The first Wings-n-Wheels, a combination car show and airplane fly-in, was a huge success. Griffin said he was prepared for about 500 people; crowd estimates were closer to several thousand.
"Last year people couldn't say enough good things about it," Griffin said. "I had people say they enjoyed it more than the Cleveland Air Show."
This year they are expanding the event to two days - Saturday will feature tractors and motorcycles, while Sunday will showcase classic cars and airplanes - and Griffin promises they will be better prepared with more food vendors and more portable toilets.
Proceeds will benefit the museum and the Animal Welfare League of Trumbull County.
"It's the biggest fundraiser we're going to have so we can pay for this place," Griffin said.
Griffin estimated the cost of the project at "north of $200,000" and about $100,000 more than anticipated.
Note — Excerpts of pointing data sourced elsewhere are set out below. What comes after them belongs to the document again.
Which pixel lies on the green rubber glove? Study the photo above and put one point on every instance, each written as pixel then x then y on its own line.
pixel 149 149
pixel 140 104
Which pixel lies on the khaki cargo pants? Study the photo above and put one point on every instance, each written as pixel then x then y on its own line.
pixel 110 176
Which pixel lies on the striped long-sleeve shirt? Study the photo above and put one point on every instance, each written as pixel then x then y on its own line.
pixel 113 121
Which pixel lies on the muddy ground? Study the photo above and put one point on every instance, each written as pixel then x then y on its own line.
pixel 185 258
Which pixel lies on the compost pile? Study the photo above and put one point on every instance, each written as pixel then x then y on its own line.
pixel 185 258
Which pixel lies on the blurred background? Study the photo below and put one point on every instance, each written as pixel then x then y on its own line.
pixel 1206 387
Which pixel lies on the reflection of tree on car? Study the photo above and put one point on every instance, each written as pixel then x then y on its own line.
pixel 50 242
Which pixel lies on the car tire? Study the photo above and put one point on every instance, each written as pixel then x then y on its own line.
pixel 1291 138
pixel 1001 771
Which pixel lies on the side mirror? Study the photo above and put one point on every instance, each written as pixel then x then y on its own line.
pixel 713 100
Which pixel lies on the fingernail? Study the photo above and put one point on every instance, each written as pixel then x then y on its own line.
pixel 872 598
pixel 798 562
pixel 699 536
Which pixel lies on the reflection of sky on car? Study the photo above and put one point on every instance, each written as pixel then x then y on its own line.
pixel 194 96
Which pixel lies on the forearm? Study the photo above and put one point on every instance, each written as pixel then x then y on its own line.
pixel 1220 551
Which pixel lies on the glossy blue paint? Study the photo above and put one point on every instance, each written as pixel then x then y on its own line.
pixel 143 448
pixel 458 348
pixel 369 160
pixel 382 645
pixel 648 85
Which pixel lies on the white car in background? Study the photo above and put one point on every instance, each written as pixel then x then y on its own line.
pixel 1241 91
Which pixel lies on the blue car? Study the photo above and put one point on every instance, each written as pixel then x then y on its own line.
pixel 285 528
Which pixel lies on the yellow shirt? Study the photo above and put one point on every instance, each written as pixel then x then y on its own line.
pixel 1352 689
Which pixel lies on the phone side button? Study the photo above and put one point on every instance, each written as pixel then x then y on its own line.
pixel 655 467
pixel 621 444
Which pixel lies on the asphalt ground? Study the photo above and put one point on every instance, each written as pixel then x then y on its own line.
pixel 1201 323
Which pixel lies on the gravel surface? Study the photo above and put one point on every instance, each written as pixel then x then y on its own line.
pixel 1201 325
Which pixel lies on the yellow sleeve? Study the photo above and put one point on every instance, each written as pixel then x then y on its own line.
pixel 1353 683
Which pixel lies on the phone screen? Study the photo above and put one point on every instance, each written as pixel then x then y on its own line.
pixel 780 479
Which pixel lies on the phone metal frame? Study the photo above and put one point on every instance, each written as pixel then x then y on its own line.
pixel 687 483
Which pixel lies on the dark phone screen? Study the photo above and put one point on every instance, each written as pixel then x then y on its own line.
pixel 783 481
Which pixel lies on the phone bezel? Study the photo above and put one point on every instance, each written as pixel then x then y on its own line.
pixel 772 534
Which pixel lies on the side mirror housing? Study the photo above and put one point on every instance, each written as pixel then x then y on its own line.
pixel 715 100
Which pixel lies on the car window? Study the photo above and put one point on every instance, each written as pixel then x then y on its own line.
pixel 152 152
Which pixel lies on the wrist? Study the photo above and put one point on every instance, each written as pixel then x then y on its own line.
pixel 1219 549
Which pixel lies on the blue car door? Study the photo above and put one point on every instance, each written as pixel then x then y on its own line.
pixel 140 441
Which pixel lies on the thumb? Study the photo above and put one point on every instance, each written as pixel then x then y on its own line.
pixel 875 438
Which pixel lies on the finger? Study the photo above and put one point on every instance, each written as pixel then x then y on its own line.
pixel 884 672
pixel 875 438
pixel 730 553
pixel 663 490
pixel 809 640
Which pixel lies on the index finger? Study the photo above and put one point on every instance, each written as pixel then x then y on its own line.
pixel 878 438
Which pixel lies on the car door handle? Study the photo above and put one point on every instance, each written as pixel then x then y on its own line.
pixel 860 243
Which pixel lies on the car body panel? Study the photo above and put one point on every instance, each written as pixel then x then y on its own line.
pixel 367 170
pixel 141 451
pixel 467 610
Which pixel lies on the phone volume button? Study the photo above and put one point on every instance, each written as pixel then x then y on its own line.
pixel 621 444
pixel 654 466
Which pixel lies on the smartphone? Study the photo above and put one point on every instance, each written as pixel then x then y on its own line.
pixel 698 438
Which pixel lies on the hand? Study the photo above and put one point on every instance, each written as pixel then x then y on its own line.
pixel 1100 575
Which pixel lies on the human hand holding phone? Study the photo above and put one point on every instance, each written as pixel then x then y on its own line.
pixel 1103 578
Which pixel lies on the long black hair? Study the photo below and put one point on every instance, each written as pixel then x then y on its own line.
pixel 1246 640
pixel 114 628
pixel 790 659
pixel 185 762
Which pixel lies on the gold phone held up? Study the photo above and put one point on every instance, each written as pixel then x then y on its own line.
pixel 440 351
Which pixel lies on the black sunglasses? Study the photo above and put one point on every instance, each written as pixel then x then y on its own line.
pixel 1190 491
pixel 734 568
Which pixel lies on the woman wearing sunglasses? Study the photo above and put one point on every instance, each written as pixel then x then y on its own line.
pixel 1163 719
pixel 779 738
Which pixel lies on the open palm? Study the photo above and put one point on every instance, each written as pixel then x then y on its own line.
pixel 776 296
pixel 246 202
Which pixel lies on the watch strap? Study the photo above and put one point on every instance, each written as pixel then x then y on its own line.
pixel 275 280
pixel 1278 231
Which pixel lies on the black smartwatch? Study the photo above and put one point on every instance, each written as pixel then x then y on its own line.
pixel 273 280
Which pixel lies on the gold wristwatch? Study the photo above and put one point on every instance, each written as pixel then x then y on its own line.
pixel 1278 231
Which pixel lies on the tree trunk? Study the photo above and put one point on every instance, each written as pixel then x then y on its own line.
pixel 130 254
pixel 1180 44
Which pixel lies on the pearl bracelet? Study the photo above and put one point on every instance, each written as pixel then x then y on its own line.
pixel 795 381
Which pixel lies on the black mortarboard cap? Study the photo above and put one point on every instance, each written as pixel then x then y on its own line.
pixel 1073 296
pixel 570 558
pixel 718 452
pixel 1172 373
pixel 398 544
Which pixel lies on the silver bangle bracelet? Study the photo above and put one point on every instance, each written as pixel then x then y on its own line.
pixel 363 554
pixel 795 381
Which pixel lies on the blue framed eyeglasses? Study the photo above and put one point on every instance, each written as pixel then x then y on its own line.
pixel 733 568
Having to run water and sewerlines to the North River Road location and "staggering insurance costs" are some of the reasons he cited for the cost overruns.
"I have good friends and business partners who have donated a lot," Griffin said.
And one reason the insurance costs are so high is that Griffin has amassed an impressive collection of memorabilia to celebrate aviation in general and Hall in particular.
Hall (1897-1972) was an aviation pioneer who built his first plane in 1911, served as a civilian flight instructor for the U.S. Army during World War I and operated his own flight school for decades on state Route 46 in Howland. He also trained two future Air Force generals.
Griffin grew up near that flight school, which helped fuel his obsession with flight.
Griffin has photos, log books, flight boards and other artifacts from Hall's flight school. A model of Hall's first glider, built by the Ohio Historical Society and displayed in Columbus, has been donated to the new museum. The Trumbull County Historical Society also donated its Hall memorabilia to the museum.
Airplanes, engines, propellers and artifacts from local military aviation veterans will be displayed, as well as such rarities as a piece of the tail fabric from the Sopwith Camel flown by "Red Baron" Manfred von Richthofen.
Other touches include the control panel from a Springduster Too mounted over the urinal in the men's room, and mannequins that will display the uniforms of fighter pilots as well as commercial pilots and flight attendants. Detailed airplane models built by Griffin's father, Art, also will be shown throughout the 50-by-70-foot building.
"I have enough to fill it a few times," Griffin said.
Griffin said the museum will be open Saturday and Sunday for Wings-n-Wheels, but it will close after the weekend to complete some finishing touches. He expects the museum to open full time by mid-September and they will announce hours of operation and other details closer to that date.